Tell me the story behind "Oheka."
Drive-In: "Oheka" is about my current partner. It's kinda about the early stages of our relationship where I realized I was falling in love again and was ready to fall in love but was trying to figure out how to deal with my baggage, or as the song puts it, the "ghosts" of the past.
Something I've loved about this EP is I feel like I'm in college, the emotions and the production feel very of that moment. It's angsty in a good way.
Drive-In: I just had so much stuff pent up that I needed to get it all out. If anything, maybe the most recent song in the lore is most likely "Atlas." I think that song I wrote six or seven months ago. It was the last song I put on the EP. Prior to that, I wrote "S4th and Wythe" in 2020. A lot was inspired by the lockdown and romances I had before I met my current partner. It's the backlog of my angst and dread. I'm almost 30, and a lot of these songs are about my early to mid-twenties. I just really wanted to echo where I was as a person.
What is the thing you want people to take away from your music?

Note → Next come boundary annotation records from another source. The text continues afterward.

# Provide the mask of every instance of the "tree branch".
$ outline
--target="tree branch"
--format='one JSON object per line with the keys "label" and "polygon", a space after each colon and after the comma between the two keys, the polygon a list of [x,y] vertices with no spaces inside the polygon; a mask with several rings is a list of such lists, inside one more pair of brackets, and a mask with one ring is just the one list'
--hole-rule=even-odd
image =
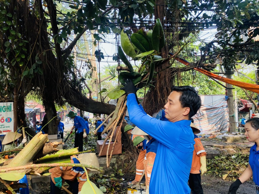
{"label": "tree branch", "polygon": [[[120,1],[118,1],[118,2]],[[114,6],[113,5],[112,5],[105,11],[102,12],[100,14],[99,14],[98,16],[98,17],[99,18],[103,16],[110,11],[112,8],[113,8],[114,7]],[[91,23],[92,24],[93,24],[95,21],[96,21],[95,20],[93,20],[92,21]],[[68,45],[68,46],[65,49],[64,49],[63,50],[62,53],[64,55],[68,56],[71,53],[71,52],[72,51],[72,49],[73,49],[73,48],[76,43],[77,41],[79,40],[79,39],[81,37],[81,36],[83,35],[84,32],[88,29],[88,27],[87,26],[86,26],[84,28],[84,29],[83,30],[82,32],[77,34],[76,37],[74,39],[73,41],[72,41],[71,43],[70,43],[70,44]]]}

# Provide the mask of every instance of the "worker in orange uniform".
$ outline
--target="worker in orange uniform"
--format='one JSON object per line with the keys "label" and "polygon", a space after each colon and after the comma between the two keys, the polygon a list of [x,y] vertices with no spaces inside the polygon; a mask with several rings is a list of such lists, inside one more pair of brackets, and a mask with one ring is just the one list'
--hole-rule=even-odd
{"label": "worker in orange uniform", "polygon": [[[202,186],[201,176],[207,171],[206,167],[206,155],[202,144],[199,137],[196,135],[200,131],[193,123],[193,120],[191,118],[190,125],[194,134],[194,150],[192,156],[192,162],[188,182],[191,194],[203,194]],[[196,130],[194,130],[196,129]]]}
{"label": "worker in orange uniform", "polygon": [[[94,153],[81,154],[78,157],[71,156],[71,163],[81,163],[95,166],[99,168],[99,163]],[[95,169],[88,168],[90,170],[97,171]],[[82,167],[71,166],[57,167],[50,169],[51,173],[50,194],[60,194],[62,183],[65,181],[72,188],[73,194],[80,194],[83,185],[87,181],[86,174]]]}
{"label": "worker in orange uniform", "polygon": [[146,133],[138,128],[134,128],[131,132],[134,135],[142,135],[147,140],[146,153],[143,163],[144,165],[145,177],[146,178],[146,193],[149,193],[149,183],[151,173],[154,165],[155,159],[156,154],[156,150],[158,142]]}
{"label": "worker in orange uniform", "polygon": [[[134,135],[131,133],[131,131],[133,130],[132,129],[133,128],[134,130],[134,129],[135,129],[135,128],[133,128],[133,127],[130,125],[128,125],[125,126],[124,128],[124,132],[127,132],[128,134],[131,134],[131,140],[132,141],[133,141],[135,138],[137,136],[140,136],[142,138],[144,137],[143,136]],[[141,175],[144,171],[144,167],[143,161],[146,155],[145,146],[146,144],[146,140],[145,140],[145,143],[144,144],[145,145],[144,146],[145,149],[143,149],[143,147],[140,148],[140,147],[137,147],[137,148],[139,149],[140,152],[136,164],[136,175],[135,176],[135,179],[132,181],[128,182],[127,183],[128,185],[130,185],[132,184],[135,184],[138,182],[139,181],[140,177],[141,177]]]}

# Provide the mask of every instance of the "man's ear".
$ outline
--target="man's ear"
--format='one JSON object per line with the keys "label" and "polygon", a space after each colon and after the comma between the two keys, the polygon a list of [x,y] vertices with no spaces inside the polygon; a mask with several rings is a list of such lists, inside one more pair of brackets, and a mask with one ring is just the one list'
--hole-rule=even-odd
{"label": "man's ear", "polygon": [[186,115],[188,115],[189,114],[190,112],[190,107],[186,107],[185,108],[185,109],[184,110],[184,111],[183,113],[183,114],[184,116],[186,116]]}

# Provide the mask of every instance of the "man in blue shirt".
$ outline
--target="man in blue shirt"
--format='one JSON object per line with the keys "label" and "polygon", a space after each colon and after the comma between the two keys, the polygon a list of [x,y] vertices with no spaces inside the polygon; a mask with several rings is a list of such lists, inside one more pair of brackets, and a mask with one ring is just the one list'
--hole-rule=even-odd
{"label": "man in blue shirt", "polygon": [[88,135],[89,134],[90,130],[89,130],[89,125],[88,124],[88,119],[85,117],[84,117],[83,118],[84,120],[85,126],[86,126],[86,128],[85,129],[86,131],[86,134],[87,134],[87,136],[84,138],[85,141],[85,143],[86,143],[88,142]]}
{"label": "man in blue shirt", "polygon": [[61,120],[61,118],[59,117],[57,120],[59,123],[57,125],[57,134],[60,135],[61,136],[60,138],[63,139],[63,133],[64,133],[65,128],[64,124],[60,121]]}
{"label": "man in blue shirt", "polygon": [[70,111],[66,116],[74,120],[74,125],[71,129],[70,134],[72,133],[73,130],[74,129],[76,128],[77,129],[76,132],[78,134],[77,136],[78,137],[78,151],[80,152],[83,151],[83,138],[87,137],[87,135],[85,132],[86,126],[85,126],[84,120],[81,117],[77,116],[77,114],[76,113],[74,113],[73,111]]}
{"label": "man in blue shirt", "polygon": [[149,193],[189,194],[187,182],[195,142],[189,119],[200,107],[200,97],[192,87],[173,87],[163,110],[167,120],[157,120],[140,107],[136,99],[138,89],[131,80],[125,81],[121,89],[128,95],[131,121],[158,141]]}

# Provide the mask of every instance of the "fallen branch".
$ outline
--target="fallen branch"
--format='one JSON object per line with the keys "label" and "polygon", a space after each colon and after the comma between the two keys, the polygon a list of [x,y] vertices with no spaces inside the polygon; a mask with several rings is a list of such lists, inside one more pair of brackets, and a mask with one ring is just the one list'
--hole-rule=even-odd
{"label": "fallen branch", "polygon": [[30,168],[38,168],[41,167],[56,167],[57,166],[72,166],[76,167],[85,167],[91,169],[97,170],[98,171],[102,172],[103,170],[94,166],[82,164],[74,164],[72,163],[55,163],[53,164],[31,164],[25,165],[21,166],[17,166],[14,167],[5,168],[0,168],[0,173],[4,173],[10,171],[18,170],[20,170],[28,169]]}
{"label": "fallen branch", "polygon": [[112,116],[112,115],[113,114],[113,113],[114,113],[114,112],[115,111],[115,110],[114,110],[112,113],[111,113],[110,115],[109,115],[109,116],[108,116],[107,117],[107,118],[105,119],[105,120],[103,121],[103,122],[102,123],[102,124],[100,125],[99,125],[99,126],[98,126],[98,127],[96,128],[96,129],[94,131],[95,134],[96,133],[96,132],[97,132],[97,131],[99,129],[100,129],[100,128],[105,123],[105,122],[106,122],[107,121],[107,120],[109,119],[109,118]]}
{"label": "fallen branch", "polygon": [[16,149],[16,150],[8,150],[7,151],[5,151],[4,152],[0,152],[0,154],[6,154],[7,153],[10,153],[10,152],[18,152],[19,151],[21,151],[22,148],[21,149]]}
{"label": "fallen branch", "polygon": [[69,191],[68,189],[66,189],[65,188],[65,187],[64,187],[64,186],[61,186],[61,188],[62,188],[62,189],[63,189],[63,190],[65,191],[66,192],[68,193],[68,194],[73,194],[73,193],[72,193],[71,192],[70,192],[70,191]]}
{"label": "fallen branch", "polygon": [[[125,99],[126,98],[126,97],[124,98],[124,100],[125,100]],[[123,115],[124,115],[124,112],[126,110],[126,109],[127,108],[126,106],[126,102],[127,101],[126,101],[124,103],[124,104],[123,105],[123,106],[122,106],[120,108],[120,111],[119,111],[119,114],[118,114],[118,117],[117,119],[117,120],[116,121],[116,123],[115,123],[115,124],[114,125],[114,126],[113,127],[113,128],[112,130],[112,133],[111,135],[111,136],[110,138],[110,140],[109,141],[109,144],[108,144],[108,148],[107,148],[107,152],[106,154],[106,165],[107,165],[107,167],[109,167],[110,166],[110,162],[111,160],[109,159],[109,150],[110,148],[110,146],[111,145],[111,143],[112,141],[112,136],[113,136],[113,133],[114,133],[114,131],[115,131],[115,129],[116,129],[116,128],[117,127],[117,125],[118,125],[118,124],[119,123],[119,122],[121,118],[121,117]],[[122,121],[122,122],[123,122]],[[117,136],[116,136],[116,137]],[[114,145],[115,145],[115,143],[114,144]],[[111,153],[110,153],[110,155],[111,155]],[[110,155],[110,156],[111,157]]]}

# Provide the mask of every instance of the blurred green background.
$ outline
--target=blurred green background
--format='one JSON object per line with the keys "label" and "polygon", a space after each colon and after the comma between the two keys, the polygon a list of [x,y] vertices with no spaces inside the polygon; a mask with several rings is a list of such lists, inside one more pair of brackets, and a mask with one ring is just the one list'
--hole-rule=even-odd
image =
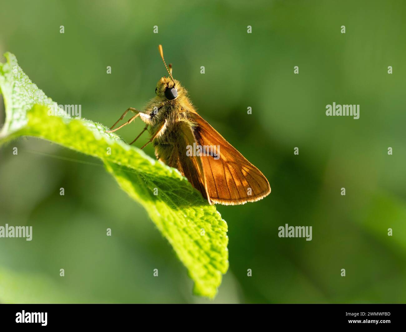
{"label": "blurred green background", "polygon": [[[0,238],[13,302],[406,302],[405,16],[394,1],[2,2],[1,54],[107,126],[154,96],[162,44],[201,115],[272,188],[255,203],[218,206],[230,268],[209,301],[192,295],[170,246],[97,161],[13,142],[0,149],[0,225],[33,227],[31,242]],[[359,104],[359,119],[326,117],[333,102]],[[119,133],[130,141],[143,126]],[[280,238],[285,223],[312,226],[312,240]],[[21,291],[43,281],[40,296]]]}

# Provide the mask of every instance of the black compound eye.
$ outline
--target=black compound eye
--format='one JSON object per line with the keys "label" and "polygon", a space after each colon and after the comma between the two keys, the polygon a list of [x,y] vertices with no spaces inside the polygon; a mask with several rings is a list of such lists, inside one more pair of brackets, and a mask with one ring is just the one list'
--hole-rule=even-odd
{"label": "black compound eye", "polygon": [[167,88],[165,90],[165,96],[169,100],[173,100],[177,96],[177,90],[175,88]]}

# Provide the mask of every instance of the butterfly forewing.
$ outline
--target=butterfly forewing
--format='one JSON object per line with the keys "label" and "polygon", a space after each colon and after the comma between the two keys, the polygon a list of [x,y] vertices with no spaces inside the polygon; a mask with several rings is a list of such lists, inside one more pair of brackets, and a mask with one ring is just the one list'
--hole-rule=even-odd
{"label": "butterfly forewing", "polygon": [[[211,155],[201,156],[210,200],[225,205],[244,204],[265,197],[271,191],[266,178],[197,113],[191,119],[197,144],[215,147]],[[217,150],[218,149],[218,151]]]}

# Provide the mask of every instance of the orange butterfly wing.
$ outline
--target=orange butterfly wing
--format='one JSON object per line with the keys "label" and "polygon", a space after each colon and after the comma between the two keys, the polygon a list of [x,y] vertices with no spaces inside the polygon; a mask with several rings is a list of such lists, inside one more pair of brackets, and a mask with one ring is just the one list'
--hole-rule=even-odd
{"label": "orange butterfly wing", "polygon": [[204,173],[202,182],[205,183],[209,203],[244,204],[261,199],[271,192],[269,182],[259,169],[199,114],[193,113],[191,117],[196,124],[192,131],[196,144],[219,147],[217,153],[215,148],[214,154],[200,158]]}

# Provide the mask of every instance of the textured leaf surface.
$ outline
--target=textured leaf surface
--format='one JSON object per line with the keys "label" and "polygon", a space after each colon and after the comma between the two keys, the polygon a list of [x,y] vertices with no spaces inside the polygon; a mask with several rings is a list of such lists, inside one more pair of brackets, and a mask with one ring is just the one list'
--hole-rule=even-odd
{"label": "textured leaf surface", "polygon": [[[214,297],[228,268],[227,224],[215,207],[209,205],[177,170],[153,159],[115,134],[106,133],[104,126],[48,115],[51,99],[31,82],[14,55],[8,53],[6,57],[7,62],[0,64],[6,114],[0,144],[22,135],[35,136],[101,159],[172,246],[194,282],[195,293]],[[4,273],[1,271],[0,278]]]}

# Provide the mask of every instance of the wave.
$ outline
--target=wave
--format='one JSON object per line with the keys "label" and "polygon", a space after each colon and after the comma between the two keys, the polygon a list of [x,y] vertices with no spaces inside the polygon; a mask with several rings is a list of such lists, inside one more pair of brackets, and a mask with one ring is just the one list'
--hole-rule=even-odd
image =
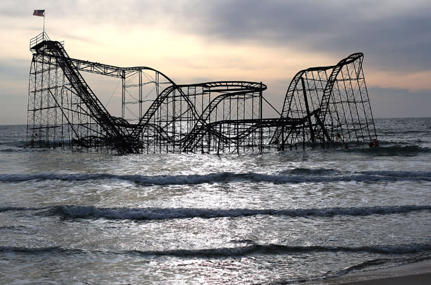
{"label": "wave", "polygon": [[22,253],[55,253],[75,254],[86,254],[89,252],[114,254],[132,254],[145,256],[178,256],[178,257],[231,257],[244,256],[252,254],[298,254],[318,252],[345,252],[345,253],[367,253],[384,255],[404,255],[417,253],[429,253],[431,251],[431,245],[385,245],[362,247],[343,247],[343,246],[289,246],[285,245],[248,245],[237,247],[221,247],[198,249],[167,249],[167,250],[129,250],[118,252],[107,252],[103,251],[90,251],[79,249],[65,249],[61,247],[0,247],[0,252],[22,252]]}
{"label": "wave", "polygon": [[0,182],[22,182],[30,180],[62,180],[68,182],[114,179],[142,185],[187,185],[205,183],[270,182],[298,184],[337,182],[397,182],[431,181],[430,171],[359,171],[339,172],[332,169],[311,170],[296,169],[277,174],[222,172],[209,174],[176,175],[115,175],[110,173],[38,173],[0,174]]}
{"label": "wave", "polygon": [[352,148],[348,152],[361,153],[376,156],[415,156],[421,153],[431,153],[431,148],[417,145],[402,145],[404,143],[382,143],[378,147]]}
{"label": "wave", "polygon": [[335,216],[371,216],[430,211],[428,206],[393,206],[357,208],[327,208],[311,209],[203,209],[203,208],[96,208],[92,206],[62,205],[44,208],[0,208],[7,211],[37,211],[40,215],[60,215],[68,219],[109,219],[119,220],[163,220],[174,219],[236,218],[257,215],[290,217],[328,217]]}

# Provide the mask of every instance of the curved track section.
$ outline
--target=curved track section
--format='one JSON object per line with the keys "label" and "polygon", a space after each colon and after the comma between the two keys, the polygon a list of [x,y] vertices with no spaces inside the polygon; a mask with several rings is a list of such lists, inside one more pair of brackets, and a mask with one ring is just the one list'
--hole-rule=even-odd
{"label": "curved track section", "polygon": [[[378,145],[360,53],[334,66],[296,73],[280,117],[264,118],[267,86],[261,82],[179,85],[151,67],[72,58],[62,42],[44,33],[31,40],[30,51],[31,147],[219,153],[261,152],[273,145],[297,149],[300,143],[305,148],[309,142],[324,147],[328,143],[343,147],[351,141]],[[121,116],[109,114],[84,73],[116,78]]]}

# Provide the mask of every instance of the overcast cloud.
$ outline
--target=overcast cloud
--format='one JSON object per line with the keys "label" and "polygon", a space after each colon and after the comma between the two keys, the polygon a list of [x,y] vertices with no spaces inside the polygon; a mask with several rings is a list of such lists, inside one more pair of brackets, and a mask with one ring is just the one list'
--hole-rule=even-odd
{"label": "overcast cloud", "polygon": [[[377,116],[397,116],[390,110],[402,110],[403,102],[410,112],[400,116],[428,116],[431,108],[429,0],[5,0],[0,31],[8,41],[0,46],[0,83],[8,88],[0,96],[7,94],[13,106],[16,95],[18,99],[8,111],[24,109],[21,118],[25,117],[28,86],[10,87],[14,77],[17,82],[28,80],[28,42],[42,23],[31,16],[34,9],[47,10],[50,37],[66,40],[70,56],[149,65],[180,83],[263,80],[269,97],[283,96],[300,69],[363,52],[374,109],[381,110]],[[0,115],[0,123],[5,121]]]}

Drive-In: I think my main goal with my music is that I just want it to feel inclusive, like anyone of any age can listen to it. If someone is younger and maybe they listen to this song, they'll be like, "Oh, this is how that one elderly lady did it," then maybe this isn't useless. That's how she felt about it. I hope people find it and relate to it and look at it through the lens of an older cousin or sibling and find that I got through it, and maybe they relate to it, and they know they aren't alone in the experiences and struggles they went through.